Political conservatives and pro-life activists quickly poked fun at the strike, with some enthusing that the self-imposed abstinence will ultimately result in fewer abortions. Liberals on the other hand were critical of the strike, claiming that it commodified women’s bodies, ignored the experiences of people identifying as LGBTQ, and didn’t take into account the possibility of sexual violence. 

Appearing on CNN's "Cuomo Prime Time" Tuesday night, Milano granted that the reaction to her strike idea had indeed been "mixed," but expressed that she was pleased it brought attention to the anti-abortion legislation. Milano also acknowledged that the strike was primarily intended to be about "awareness," as opposed to something she would actually go on to implement.

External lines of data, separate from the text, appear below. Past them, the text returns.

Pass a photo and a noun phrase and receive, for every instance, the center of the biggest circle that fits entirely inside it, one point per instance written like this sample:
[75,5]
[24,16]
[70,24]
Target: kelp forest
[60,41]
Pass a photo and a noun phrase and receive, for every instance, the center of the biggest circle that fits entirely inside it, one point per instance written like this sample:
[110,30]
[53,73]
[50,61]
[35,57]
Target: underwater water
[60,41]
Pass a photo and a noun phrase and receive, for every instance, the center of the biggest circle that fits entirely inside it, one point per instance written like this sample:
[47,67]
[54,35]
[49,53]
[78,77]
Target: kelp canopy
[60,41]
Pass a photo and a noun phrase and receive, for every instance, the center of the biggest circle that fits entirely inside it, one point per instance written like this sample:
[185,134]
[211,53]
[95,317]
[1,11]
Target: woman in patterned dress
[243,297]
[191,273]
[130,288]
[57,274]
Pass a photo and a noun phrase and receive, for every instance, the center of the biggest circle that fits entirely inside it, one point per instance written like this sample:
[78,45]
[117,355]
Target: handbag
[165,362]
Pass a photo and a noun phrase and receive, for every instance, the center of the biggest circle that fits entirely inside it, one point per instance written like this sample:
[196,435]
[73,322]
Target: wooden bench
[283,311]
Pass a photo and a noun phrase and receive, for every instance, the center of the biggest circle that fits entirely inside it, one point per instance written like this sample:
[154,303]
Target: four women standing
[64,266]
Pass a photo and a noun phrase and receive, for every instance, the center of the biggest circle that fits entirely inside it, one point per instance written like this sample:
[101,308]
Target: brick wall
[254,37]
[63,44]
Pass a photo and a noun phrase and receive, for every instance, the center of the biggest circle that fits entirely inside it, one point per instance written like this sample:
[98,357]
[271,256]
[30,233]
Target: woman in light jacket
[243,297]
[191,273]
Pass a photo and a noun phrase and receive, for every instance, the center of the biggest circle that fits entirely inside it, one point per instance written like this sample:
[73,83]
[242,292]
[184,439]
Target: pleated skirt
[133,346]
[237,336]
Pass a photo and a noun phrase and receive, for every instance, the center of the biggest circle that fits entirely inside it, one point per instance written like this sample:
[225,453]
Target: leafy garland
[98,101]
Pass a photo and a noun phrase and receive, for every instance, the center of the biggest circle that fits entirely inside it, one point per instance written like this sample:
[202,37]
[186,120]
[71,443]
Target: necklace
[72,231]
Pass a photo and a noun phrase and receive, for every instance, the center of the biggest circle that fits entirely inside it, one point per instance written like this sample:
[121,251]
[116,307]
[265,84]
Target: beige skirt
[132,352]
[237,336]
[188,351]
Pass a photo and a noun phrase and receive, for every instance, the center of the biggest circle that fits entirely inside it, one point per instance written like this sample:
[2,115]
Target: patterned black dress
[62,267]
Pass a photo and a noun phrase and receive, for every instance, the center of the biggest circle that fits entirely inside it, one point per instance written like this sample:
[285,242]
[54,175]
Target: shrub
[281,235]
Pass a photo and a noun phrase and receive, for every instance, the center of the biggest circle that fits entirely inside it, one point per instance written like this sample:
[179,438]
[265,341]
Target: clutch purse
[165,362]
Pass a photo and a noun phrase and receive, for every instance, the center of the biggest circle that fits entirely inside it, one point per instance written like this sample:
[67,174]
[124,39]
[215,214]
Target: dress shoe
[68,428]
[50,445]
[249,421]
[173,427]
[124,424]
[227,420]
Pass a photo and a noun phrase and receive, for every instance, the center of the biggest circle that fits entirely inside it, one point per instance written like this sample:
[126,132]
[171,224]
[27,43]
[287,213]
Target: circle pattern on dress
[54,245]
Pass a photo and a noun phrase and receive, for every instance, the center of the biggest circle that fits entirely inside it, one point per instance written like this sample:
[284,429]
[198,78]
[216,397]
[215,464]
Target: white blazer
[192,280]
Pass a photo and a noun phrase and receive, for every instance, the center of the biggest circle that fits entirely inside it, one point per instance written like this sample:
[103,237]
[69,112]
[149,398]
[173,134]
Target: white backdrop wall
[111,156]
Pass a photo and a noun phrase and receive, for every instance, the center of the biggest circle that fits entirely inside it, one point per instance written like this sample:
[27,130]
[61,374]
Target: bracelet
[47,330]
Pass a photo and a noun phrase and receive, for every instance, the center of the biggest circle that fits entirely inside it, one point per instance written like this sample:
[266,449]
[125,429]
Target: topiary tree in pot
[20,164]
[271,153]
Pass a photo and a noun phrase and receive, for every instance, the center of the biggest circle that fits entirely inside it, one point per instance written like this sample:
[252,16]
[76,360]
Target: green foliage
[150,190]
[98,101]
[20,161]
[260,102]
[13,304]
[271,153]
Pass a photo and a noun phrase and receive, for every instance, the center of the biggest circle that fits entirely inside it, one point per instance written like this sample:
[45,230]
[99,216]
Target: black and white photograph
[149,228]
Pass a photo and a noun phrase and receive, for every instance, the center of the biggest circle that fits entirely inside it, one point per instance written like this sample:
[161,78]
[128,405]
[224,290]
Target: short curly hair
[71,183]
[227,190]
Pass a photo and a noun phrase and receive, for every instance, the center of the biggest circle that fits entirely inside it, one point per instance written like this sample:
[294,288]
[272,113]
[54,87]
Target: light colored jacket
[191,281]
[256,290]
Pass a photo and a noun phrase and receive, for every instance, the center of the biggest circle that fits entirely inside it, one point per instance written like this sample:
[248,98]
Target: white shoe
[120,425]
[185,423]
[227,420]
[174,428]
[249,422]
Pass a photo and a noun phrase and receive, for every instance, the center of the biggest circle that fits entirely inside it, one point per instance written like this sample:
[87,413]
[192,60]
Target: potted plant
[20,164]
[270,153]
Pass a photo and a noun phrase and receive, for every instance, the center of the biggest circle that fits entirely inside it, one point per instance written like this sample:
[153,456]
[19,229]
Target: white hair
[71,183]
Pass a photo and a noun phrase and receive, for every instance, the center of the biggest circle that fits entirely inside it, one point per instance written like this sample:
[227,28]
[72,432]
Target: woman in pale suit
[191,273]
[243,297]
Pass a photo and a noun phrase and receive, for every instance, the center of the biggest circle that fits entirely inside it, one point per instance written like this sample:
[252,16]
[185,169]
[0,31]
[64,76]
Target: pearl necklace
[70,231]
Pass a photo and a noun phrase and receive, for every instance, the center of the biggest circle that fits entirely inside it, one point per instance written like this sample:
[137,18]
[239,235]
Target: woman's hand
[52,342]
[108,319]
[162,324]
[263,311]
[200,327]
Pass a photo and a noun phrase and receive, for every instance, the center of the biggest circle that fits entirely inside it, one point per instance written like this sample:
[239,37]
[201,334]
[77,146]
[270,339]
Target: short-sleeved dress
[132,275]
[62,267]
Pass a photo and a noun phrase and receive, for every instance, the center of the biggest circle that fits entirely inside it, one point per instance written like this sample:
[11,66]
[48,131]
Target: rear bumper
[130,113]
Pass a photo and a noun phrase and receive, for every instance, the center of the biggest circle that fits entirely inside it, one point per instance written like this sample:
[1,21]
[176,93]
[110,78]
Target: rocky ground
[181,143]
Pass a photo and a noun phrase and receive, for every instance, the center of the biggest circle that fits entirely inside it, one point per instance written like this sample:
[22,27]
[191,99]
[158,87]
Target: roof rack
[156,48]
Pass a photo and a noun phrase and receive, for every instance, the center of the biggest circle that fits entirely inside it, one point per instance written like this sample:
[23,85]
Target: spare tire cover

"My purpose for sending out that tweet was simply, I felt like these bills were being ignored and sending out that tweet, look at me now, I'm on your show and we're talking about women's rights and how they're being rolled back," she told CNN's Chris Cuomo.


When Cuomo appeared to push back, pointing out that "a lot of women" are not pro-abortion but, in fact, actually pro-life-- including some of the "heartbeat" bill’s co-sponsors--Milano argued that she is "pro-life" as well.

"I don't think there's a human on the planet that is not pro-life. Nobody wants to get an abortion, nobody. We are all pro-life," Milano claimed, right before going on to defend abortion.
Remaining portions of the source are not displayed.